Bien qu’il fût l’un des premiers compagnons d’Adolf Hitler, Rudolf Hess demeura largement un homme de l’ombre. S’il n’est pas tombé dans l’oubli, il le doit au voyage sans retour qu’il entreprit en mai 1941 pour opérer une tentative de médiation entre son pays et l’Angleterre en guerre. Ce voyage, Hess le conçut de sa propre initiative. Lorsqu’au soir du 10 mai 1941 Hess s’envole à bord de son Messerschmitt pour l’Ecosse, il croit en ses chances. Avec le recul, on peut considérer avec commisération sa tentative et trouver bien grande sa naïveté. Cependant, comme l’écrit Pierre Servent, « le geste du lieutenant du Führer n’était pas aussi fou que ce que l’on a pu dire par la suite. Avec un autre premier ministre que Winston Churchill, la face de la Seconde Guerre mondiale aurait pu être changée. » (p. 309) En 1946, Hess comparut sur le banc des accusés au procès de Nuremberg, au même titre qu’un Goering ou un Ribbentrop.

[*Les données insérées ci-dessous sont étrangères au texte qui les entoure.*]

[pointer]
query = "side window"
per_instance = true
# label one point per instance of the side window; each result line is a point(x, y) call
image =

En écrivant cette biographie, Pierre Servent porte un éclairage nouveau sur une page très singulière de la Seconde Guerre mondiale.

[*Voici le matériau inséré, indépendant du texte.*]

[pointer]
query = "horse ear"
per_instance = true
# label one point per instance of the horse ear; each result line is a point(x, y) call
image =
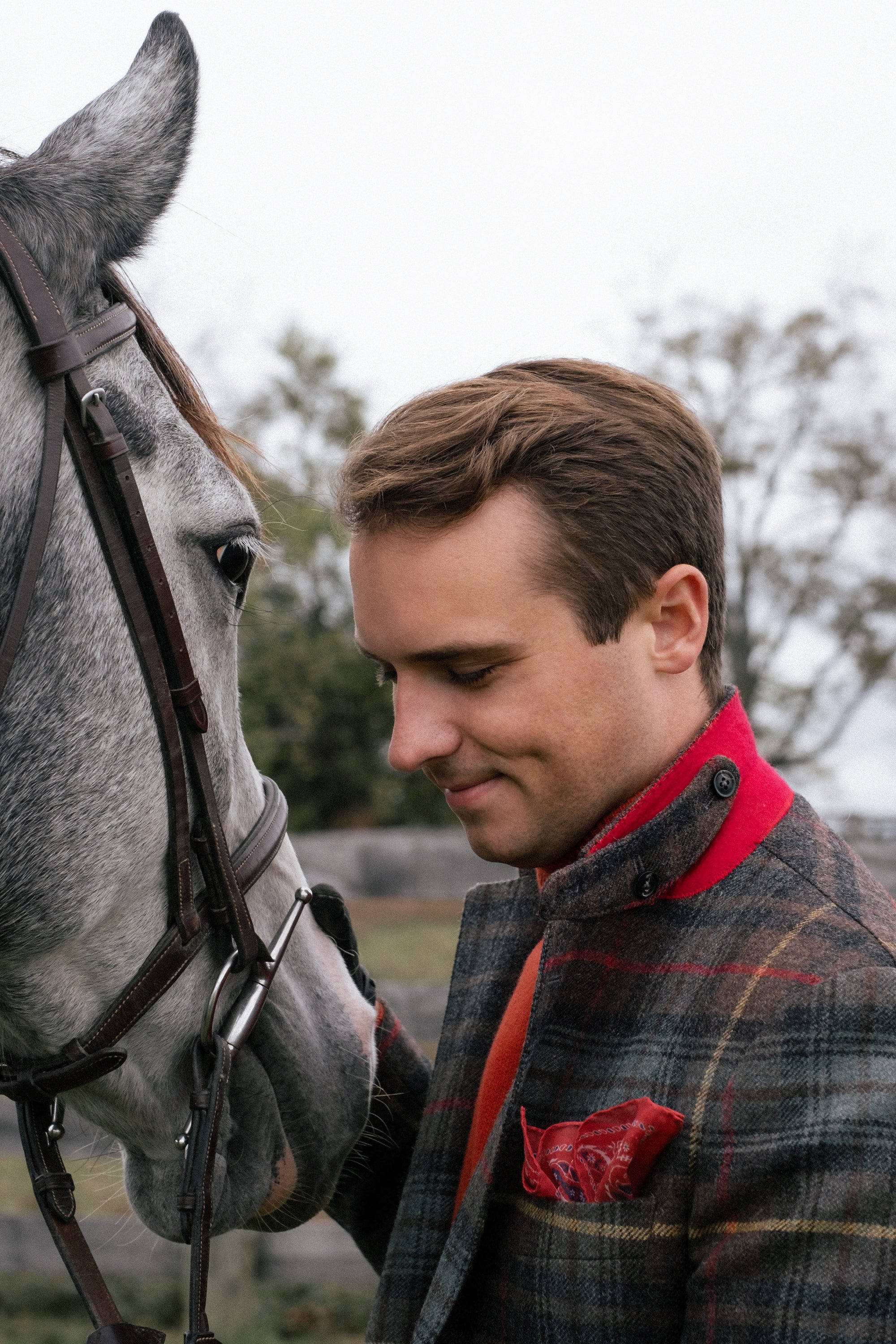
point(90, 194)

Pierre Servent, Rudolf Hess, Perrin, 2019, 495 pages, 25 €
L’extrait : « On peut donc clairement affirmer que « l’adjoint du Führer » est coresponsable au premier chef de la pluie d’ukazes qui va tomber sur l’Allemagne pour y établir un régime totalitaire, raciste et criminel […] » (p. 136)
La collection « Maîtres de guerre » prend peu à peu de la consistance. Elle est consacrée, rappelons-le, aux stratèges et aux généraux les plus habiles de la Seconde Guerre mondiale ainsi qu’à ceux qui eurent le plus d’influence sur le déroulement du conflit. Après les volumes consacrés à Hitler, Staline et Patton, il était assez logique qu’un livre fût consacré à celui qui s’est révélé comme « un stratège audacieux et génial tacticien ». C’est von Manstein qui est à l’origine du célèbre coup de faux de mai 1940 qui condamna à mort les armées franco-britanniques aventurées en Belgique. En plus de deux cents pages à l’écriture fluide, agrémentées de photos rarement publiées et de cartes rendant compte des batailles les plus âpres auxquelles a participé von Manstein, le livre de Pierre Servent réussit l’essentiel : donner une vision correcte du meilleur général de la Wehrmacht à qui fut souvent demandé l’impossible. Sur le front de l’Est, alors que l’armée allemande, souvent épuisée, doit parer les coups d’une Armée rouge de plus en plus puissante et sûr de son art, Manstein est considéré comme le pompier de service : celui qui est chargé d’éteindre les incendies. En dépit de sa maestria coutumière, le génie tactique de Manstein dépent bien sûr de la qualité des troupes qu’il a sous la main. Ses victoires de 1942 et 1943, en Crimée et en Ukraine, tiennent à la conjonction de sa vista et de l’excellence de l’Ostwehr (la Wehrmacht sur le front russe). Mais que cette qualité s’effondre à cause des pertes irréparables et aussitôt la superbe de Manstein de s’éroder, ce qui fut le cas à Koursk. Dans son livre paru après la guerre, Victoires perdues, Manstein, comme du reste beaucoup d’officiers supérieurs allemands, attribuera les défaites au supposé amateurisme d’Hitler. C’était, pour une part, se défausser sur un mort et lui faire porter le chapeau pour un ensemble d’inconséquences dont il n’était pas toujours responsable.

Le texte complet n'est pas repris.